Mindful breathing is a simple yet effective technique to reduce stress and lower cortisol levels before bed. Focusing on your breath helps shift your body from the sympathetic nervous system, which controls the fight-or-flight response, to the parasympathetic nervous system, which promotes relaxation. Techniques such as diaphragmatic breathing or the 4-7-8 method can be particularly beneficial. These practices increase oxygen flow to the brain, slow the heart rate, and induce a state of calm. Incorporating mindful breathing into your pre-bed routine can help quiet the mind, reduce anxiety, and prepare the body for a restful night's sleep.

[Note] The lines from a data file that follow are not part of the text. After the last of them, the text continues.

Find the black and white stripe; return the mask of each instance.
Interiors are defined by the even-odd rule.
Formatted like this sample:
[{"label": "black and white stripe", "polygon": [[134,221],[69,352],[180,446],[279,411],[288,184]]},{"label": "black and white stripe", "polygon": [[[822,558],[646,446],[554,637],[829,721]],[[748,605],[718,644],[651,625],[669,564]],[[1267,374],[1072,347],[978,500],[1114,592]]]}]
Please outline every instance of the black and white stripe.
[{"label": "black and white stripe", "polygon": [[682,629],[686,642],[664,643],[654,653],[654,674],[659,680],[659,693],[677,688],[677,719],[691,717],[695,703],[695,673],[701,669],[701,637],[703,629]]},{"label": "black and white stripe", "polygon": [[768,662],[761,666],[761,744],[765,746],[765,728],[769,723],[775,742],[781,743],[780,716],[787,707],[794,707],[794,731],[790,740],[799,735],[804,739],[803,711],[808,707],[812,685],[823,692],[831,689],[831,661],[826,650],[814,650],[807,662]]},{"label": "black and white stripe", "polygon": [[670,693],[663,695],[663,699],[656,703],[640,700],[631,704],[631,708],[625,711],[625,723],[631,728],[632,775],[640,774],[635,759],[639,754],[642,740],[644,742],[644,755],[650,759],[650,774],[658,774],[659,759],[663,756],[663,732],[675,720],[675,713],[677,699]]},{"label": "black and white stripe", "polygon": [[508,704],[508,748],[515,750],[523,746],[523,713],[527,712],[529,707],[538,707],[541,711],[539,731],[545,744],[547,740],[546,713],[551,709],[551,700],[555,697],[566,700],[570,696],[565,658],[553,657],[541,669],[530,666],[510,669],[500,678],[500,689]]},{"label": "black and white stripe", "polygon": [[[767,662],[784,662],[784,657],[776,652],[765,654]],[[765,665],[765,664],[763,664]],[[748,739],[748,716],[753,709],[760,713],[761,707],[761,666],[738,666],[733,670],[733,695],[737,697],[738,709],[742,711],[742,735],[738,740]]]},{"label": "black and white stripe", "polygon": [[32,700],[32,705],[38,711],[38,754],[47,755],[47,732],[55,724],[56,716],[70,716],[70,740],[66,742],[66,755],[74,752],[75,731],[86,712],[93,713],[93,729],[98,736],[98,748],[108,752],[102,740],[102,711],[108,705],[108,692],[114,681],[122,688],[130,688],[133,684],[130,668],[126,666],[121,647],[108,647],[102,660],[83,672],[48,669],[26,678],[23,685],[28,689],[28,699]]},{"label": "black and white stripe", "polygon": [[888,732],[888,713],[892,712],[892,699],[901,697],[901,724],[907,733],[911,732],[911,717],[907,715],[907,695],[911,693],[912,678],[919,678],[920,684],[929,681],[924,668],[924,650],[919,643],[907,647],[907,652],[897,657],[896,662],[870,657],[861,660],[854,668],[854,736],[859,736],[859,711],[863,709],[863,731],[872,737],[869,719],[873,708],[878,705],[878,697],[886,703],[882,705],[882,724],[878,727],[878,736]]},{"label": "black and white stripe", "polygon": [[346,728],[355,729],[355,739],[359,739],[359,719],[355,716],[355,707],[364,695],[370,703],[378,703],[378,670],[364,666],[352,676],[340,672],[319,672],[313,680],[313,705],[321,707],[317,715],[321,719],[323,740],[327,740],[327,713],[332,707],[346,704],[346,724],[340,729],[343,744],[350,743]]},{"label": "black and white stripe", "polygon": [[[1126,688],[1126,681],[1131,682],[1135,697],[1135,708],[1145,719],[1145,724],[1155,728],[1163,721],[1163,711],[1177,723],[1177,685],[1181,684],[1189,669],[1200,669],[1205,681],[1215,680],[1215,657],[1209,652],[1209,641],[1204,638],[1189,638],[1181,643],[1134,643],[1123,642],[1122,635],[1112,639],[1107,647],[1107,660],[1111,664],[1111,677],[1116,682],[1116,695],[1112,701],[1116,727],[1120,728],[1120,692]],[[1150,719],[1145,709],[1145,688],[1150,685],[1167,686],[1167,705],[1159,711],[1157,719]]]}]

The Calming Effect of Herbal Teas

Herbal teas, such as chamomile, valerian root, and lavender, have long been celebrated for their calming properties. These natural remedies work by interacting with neurotransmitters in the brain, promoting relaxation and reducing stress. Chamomile, for instance, contains apigenin, an antioxidant that binds to specific receptors in the brain, decreasing anxiety and initiating sleep. Drinking a warm cup of herbal tea as part of your pre-bed routine can act as a soothing ritual, signaling to your body that it's time to unwind. This simple habit not only aids in sleep induction but also contributes to overall stress reduction.